Também tentamos ajudar as pessoas a estabilizar as suas vidas e fazer mudanças pessoais para alcançar um futuro melhor através dos nossos programas de intervenção em situações de crise para pessoas sem abrigo e para mulheres em relações abusivas, bem como através dos nossos programas de aprendizagem para adultos. Também ajudamos as pessoas a permanecerem em casa na sua comunidade com o nosso programa de Vida Assistida com a nossa incrível equipa de dedicados trabalhadores de apoio pessoal. O seu trabalho evita que as pessoas sejam institucionalizadas prematuramente.
Também acreditamos no poder da comunidade para melhorar a vida das pessoas: temos apoiado maravilhosos esforços voluntários para tornar os nossos bairros melhores lugares para viver para todos os grupos etários.

MS: Na sua opinião, como poderiam os governos (federal e provincial) ajudar a reduzir o desequilíbrio social que está a ser sentido no Canadá neste momento?

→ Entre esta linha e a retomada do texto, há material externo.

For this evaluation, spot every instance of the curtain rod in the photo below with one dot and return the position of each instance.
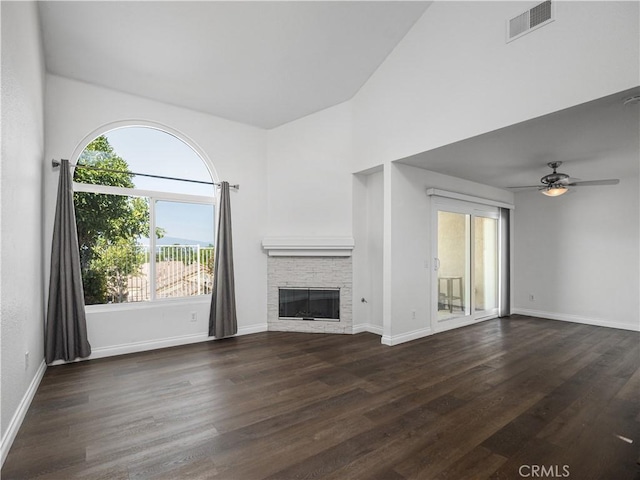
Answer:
(56, 163)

MF: O Canada Relief Benefit (CRB) durante a pandemia tirou temporariamente muitas pessoas da pobreza, pelo que traz à mente a oportunidade de um “rendimento básico” ou, pelo menos, de um aumento do rendimento para todos os canadianos. Os peritos em política pública argumentam alguns prós e contras aos modelos de Rendimento Básico ou Rendimento Anual Garantido, mas a partir da nossa experiência na linha da frente, a simples entrada de mais dinheiro nos bolsos das pessoas de menores rendimentos ajudaria enormemente.

MS: Como instituição de apoio social, como vê o facto de o Canadá ser um dos países mais ricos do mundo? Estará a tornar-se um país socialmente desequilibrado?

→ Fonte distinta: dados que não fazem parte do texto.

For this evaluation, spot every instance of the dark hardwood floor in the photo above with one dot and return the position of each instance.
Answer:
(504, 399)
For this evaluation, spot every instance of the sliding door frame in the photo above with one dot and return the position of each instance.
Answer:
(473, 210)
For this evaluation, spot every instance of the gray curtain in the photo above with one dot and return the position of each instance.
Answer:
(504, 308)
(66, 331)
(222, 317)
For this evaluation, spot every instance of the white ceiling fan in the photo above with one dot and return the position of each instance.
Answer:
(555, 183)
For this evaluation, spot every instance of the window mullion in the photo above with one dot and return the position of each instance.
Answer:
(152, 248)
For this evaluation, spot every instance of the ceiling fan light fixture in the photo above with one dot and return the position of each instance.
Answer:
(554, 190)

MF: O nosso trabalho com o Professor David Hulchanski na Universidade de Toronto (o Neighbourhood Change Project) mostrou claramente a perda da classe média ao longo do tempo em Toronto (e outras cidades), por isso sim, estamos a tornar-nos um país muito mais desequilibrado. Os ricos ficaram muito mais ricos e os pobres ficaram mais pobres e há proporcionalmente menos pessoas no meio. Esta é uma tendência profundamente perturbadora que conduz a ressentimentos, polarização e conflitos.

MS: O que poderá acontecer à sociedade canadiana se esta situação de desequilíbrio social persistisse? Poderá aumentar a taxa de criminalidade?
MF: É difícil e potencialmente inapropriado para mim prever o futuro, especialmente porque as pessoas recorrem ao crime por uma variedade de razões e quem é apanhado continua a ser muito desigual. Ainda assim, penso que é razoável acreditar que a retórica que ouvimos e vemos no discurso público está a tornar-se muito extrema e tem tons violentos. Preocupa-me que os jovens, especialmente os homens jovens, não estejam a encontrar um lugar na nossa sociedade para si próprios e possam virar-se contra os outros através de grupos de ódio.
Precisamos de construir um sentido de comunidades inclusivas e acolhedoras para todos. Precisamos de enviar sinais aos políticos de que precisamos de discurso civil, não de culpas escandalosas uns dos outros, e precisamos da sua atenção imediata à deterioração das condições sociais e económicas.